Ancient WGD is usually inferred using the dS-based method, but artificial signals in dS distributions have been reported in previous studies, because of dS saturation (dS value > 1) or because of using poorly annotated genomes [24,52,62]. There is an extra peak in the dS distribution of anchor gene pairs in A. digitifera and A. tenuis. One possible explanation is that the extra peak is artifactitious because few anchor gene pairs were used in the analysis. However, this could also indicate a second WGD event in Acropora. We found few orthogroups with topologies that fit the two proposed WGDs events (Supplementary Fig 17). If a second WGD event occurred, the reason that the second WGD signal appeared among anchor gene pairs rather than among paralogous gene pairs may be that the paralogs generated by the second WGD have been largely lost; thus, few of them are only retained in conserved order. Fortunately, a new maximum likelihood phylogeny modeling approach was recently developed to overcome difficulties of the dS-based method [24,62]. We used it to test whether a second WGD occurred in Acropora. The result showed that one WGD event is the best model in Acropora and it occurred 30.69 to 34.69 Mya (Supplementary Table 5 and Supplementary Table 6; for details see Methods). Thus, we have supportive genome-scale evidence to support IAsα, but as yet, there is no conclusive evidence to support a second WGD in Acropora.
It is crucial to accurately estimate the timing of a WGD event to understand its evolutionary consequences [23,25]. Our study has clearly estimated the timing of IAsα using both phylogenomic analysis and the dS-based method. We suggest that IAsα probably occurred between 27.86 and 35.7 Mya (Fig 1b). Interestingly, species turnover events usually occurred with extinctions [63], and one species turnover event in corals (Oligocene-Miocene transition: OMT) was suggested to have occurred from 15.97 to 33.7 Mya [8]. The timing of IAsα may correspond to a massive extinction of corals created by OMT. This finding supports the hypothesis that WGD may enable organisms to escape extinction during drastic environmental changes [17] (Fig 1b).
The occurrence of IAsα raises the question of what impact it may have had upon coral evolution [15,32]. We performed GO analysis on duplicated genes and examined several duplicated gene families, showing that duplicated genes following IAsα indeed provided raw genetic material for Acropora to diversify and are potentially crucial for stress responses. In particular, toxin diversification in Acropora was mainly generated by WGD. In addition, we focused on expression patterns of duplicated genes in A. digitifera, showing that expressions of duplicated protein kinases are likely to be correlated during development. A possible explanation may be that protein kinases are probably retained in complex signal transduction pathways via subfunctionalization or dosage effects [22,32]. However, expressions of duplicated membrane proteins are likely uncorrelated probably because these proteins may have developed different functions via neofunctionalization, such as excitatory amino acid transporters (orthogroups 1244). However, there is still much work needed to investigate molecular mechanisms of duplicated genes to examine these hypotheses in the diversification of Acropora [64]. For instance, previous gene functional studies have demonstrated that voltage-gated sodium channel gene paralogs, duplicated in teleosts, contributed to the acquisition of new electric organs via neofunctionalization in both mormyroid and gymnotiform electric fishes [65,66].

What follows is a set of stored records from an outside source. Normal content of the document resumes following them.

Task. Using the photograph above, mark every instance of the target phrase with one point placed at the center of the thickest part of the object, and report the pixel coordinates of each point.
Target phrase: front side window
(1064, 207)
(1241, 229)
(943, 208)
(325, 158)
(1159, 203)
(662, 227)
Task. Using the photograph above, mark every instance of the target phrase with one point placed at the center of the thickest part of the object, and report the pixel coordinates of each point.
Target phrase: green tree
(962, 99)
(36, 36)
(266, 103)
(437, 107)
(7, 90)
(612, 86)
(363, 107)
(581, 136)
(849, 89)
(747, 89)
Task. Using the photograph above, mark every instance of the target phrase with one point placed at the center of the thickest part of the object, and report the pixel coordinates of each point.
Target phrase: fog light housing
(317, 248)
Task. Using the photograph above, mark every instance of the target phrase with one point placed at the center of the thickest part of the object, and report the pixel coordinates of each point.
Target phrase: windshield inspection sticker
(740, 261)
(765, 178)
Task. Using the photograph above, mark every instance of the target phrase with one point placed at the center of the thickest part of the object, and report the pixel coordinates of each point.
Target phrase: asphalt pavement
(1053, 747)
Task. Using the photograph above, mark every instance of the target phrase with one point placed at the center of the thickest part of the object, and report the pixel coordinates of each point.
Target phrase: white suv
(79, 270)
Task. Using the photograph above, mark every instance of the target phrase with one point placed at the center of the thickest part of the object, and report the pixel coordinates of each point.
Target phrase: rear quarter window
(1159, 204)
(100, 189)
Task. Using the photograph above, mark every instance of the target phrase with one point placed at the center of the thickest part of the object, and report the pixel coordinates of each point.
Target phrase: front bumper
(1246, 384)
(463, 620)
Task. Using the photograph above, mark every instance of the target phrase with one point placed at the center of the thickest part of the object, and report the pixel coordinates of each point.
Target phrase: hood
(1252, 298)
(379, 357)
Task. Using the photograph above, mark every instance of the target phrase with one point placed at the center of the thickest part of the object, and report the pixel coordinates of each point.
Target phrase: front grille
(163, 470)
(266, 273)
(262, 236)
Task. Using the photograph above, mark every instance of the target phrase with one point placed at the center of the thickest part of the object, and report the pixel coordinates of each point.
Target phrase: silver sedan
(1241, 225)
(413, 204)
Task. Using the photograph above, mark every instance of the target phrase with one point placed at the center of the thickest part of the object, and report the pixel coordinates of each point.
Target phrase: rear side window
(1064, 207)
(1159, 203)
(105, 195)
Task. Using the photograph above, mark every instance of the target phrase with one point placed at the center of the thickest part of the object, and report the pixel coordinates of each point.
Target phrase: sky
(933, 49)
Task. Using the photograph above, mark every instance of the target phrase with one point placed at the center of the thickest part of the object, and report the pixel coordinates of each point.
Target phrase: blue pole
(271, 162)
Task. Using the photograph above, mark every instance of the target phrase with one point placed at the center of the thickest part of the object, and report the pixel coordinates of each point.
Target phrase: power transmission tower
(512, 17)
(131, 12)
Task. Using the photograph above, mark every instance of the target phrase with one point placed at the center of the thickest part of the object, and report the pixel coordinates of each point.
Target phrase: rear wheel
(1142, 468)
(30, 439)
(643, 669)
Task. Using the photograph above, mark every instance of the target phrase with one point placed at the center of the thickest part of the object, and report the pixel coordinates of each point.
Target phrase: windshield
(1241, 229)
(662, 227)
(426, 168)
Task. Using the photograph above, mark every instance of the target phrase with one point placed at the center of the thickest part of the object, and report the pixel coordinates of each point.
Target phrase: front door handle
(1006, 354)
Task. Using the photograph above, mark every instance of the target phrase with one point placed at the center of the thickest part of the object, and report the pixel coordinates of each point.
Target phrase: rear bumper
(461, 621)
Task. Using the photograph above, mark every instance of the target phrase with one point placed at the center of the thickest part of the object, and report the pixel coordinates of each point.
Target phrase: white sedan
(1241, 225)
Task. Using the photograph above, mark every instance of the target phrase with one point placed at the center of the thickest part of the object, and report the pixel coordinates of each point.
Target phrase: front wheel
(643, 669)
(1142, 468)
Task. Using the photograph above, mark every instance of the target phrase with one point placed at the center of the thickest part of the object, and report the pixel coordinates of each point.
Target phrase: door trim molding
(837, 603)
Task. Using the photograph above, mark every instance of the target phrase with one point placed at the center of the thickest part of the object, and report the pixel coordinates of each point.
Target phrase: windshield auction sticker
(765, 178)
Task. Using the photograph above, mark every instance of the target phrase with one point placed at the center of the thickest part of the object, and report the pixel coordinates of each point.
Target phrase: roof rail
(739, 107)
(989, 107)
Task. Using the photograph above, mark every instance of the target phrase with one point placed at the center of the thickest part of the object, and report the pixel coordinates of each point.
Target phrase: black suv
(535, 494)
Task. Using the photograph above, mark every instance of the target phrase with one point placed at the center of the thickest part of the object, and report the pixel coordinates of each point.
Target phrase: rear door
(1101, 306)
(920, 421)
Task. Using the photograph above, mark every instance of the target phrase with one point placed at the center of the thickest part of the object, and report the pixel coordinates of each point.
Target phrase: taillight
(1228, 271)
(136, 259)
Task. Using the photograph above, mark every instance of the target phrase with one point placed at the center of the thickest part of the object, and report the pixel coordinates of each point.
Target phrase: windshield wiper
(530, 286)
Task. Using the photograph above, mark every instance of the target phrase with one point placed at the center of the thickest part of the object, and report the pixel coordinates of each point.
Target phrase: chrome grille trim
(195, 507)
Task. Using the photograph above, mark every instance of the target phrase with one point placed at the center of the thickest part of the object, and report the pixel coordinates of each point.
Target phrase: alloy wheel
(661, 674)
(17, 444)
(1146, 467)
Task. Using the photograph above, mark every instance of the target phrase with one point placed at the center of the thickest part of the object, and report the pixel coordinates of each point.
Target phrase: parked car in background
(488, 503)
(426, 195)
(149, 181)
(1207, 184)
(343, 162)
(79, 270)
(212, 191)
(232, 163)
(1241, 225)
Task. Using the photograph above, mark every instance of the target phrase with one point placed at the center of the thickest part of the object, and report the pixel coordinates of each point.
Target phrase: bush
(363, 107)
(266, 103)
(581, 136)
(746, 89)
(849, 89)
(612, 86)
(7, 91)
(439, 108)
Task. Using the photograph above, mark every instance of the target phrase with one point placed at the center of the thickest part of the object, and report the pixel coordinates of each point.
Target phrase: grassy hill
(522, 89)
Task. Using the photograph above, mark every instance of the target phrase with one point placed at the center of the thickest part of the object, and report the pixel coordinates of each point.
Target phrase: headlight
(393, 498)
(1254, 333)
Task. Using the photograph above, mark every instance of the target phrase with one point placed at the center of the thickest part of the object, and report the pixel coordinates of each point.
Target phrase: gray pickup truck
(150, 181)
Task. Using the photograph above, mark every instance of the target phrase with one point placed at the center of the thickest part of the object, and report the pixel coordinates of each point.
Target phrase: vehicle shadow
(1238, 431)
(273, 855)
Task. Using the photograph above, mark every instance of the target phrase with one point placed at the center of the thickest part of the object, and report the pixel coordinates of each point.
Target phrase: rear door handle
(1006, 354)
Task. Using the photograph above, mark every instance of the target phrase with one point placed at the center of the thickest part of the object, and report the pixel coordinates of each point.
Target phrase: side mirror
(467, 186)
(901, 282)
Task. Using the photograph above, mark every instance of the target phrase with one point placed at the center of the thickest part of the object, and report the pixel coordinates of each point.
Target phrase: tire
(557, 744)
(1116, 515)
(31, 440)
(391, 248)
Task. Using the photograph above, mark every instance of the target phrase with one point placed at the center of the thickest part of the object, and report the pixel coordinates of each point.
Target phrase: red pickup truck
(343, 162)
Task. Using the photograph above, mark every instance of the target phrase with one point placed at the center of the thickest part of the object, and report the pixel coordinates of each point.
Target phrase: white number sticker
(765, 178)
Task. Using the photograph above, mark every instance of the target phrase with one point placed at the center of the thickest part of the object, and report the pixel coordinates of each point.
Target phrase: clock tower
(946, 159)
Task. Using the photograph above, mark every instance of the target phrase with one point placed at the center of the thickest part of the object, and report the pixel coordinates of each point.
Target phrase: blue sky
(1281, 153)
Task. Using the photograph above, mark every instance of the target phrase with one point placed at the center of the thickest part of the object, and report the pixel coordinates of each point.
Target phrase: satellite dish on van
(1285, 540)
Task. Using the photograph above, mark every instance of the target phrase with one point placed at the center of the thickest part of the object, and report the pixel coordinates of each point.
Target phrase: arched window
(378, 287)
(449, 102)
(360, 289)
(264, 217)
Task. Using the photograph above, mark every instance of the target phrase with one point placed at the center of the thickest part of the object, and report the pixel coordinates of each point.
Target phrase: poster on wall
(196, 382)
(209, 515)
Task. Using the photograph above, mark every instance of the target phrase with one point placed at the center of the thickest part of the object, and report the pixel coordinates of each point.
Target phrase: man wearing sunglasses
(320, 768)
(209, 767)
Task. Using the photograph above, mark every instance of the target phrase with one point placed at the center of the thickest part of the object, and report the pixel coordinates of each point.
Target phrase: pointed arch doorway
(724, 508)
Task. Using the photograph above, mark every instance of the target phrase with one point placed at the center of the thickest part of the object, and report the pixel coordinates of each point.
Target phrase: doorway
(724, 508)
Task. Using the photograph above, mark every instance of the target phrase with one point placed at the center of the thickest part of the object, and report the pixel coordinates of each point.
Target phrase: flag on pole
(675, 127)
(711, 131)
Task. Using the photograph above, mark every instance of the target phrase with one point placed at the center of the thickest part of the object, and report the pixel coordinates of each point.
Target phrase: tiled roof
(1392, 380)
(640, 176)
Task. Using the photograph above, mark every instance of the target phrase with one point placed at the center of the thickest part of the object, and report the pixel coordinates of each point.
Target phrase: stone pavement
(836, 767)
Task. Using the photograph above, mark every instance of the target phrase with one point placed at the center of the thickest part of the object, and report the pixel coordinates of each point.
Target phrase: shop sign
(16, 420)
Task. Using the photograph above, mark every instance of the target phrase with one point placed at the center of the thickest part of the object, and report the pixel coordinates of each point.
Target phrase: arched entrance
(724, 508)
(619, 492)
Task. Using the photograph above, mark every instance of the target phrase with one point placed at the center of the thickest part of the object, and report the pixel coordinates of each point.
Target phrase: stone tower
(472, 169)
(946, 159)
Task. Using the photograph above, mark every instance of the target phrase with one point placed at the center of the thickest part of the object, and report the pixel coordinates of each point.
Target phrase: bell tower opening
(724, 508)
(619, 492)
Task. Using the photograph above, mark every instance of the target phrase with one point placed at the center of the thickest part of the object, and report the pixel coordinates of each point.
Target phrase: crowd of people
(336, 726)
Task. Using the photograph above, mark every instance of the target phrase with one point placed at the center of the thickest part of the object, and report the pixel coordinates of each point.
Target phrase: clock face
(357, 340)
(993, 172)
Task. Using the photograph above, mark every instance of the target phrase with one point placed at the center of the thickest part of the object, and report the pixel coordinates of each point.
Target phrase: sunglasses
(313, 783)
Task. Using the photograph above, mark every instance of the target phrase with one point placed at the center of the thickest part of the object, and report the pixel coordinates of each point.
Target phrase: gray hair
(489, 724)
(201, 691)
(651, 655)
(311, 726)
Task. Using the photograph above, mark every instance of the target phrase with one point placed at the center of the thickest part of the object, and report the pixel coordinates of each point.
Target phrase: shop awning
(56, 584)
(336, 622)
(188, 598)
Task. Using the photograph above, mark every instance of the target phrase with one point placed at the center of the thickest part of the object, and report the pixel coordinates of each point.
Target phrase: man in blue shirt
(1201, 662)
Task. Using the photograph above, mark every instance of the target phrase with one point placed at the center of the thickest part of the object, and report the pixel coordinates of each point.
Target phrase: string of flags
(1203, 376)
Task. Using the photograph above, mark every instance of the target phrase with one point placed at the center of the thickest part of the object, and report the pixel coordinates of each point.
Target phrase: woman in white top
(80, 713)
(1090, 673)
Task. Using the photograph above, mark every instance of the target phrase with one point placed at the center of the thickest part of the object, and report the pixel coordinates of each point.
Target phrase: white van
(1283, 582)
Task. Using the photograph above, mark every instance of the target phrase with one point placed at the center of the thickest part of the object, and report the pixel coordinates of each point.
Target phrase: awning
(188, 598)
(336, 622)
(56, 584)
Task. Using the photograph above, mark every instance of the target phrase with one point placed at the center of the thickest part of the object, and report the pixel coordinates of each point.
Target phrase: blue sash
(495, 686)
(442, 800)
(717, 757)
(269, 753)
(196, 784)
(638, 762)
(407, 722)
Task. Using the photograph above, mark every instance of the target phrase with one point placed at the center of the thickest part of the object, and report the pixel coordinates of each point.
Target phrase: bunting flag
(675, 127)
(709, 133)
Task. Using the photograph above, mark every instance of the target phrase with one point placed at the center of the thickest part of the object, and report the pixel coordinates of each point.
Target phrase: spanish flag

Our previous study proposed that adaptive radiation in Acropora was probably driven by introgression (Mao et al., in revision); thus, Acropora is the first invertebrates lineage reported to have undergone both WGD and introgression. Meanwhile, both introgression and WGD have also been reported in cichlid fish lineages [67], a famous model for adaptive radiation in vertebrates [67,68]. Both WGD and introgression are regarded as significant forces in adaptive radiation of organisms [17,67], but we still do not understand the relationship between WGD and introgression in adaptive radiations [69].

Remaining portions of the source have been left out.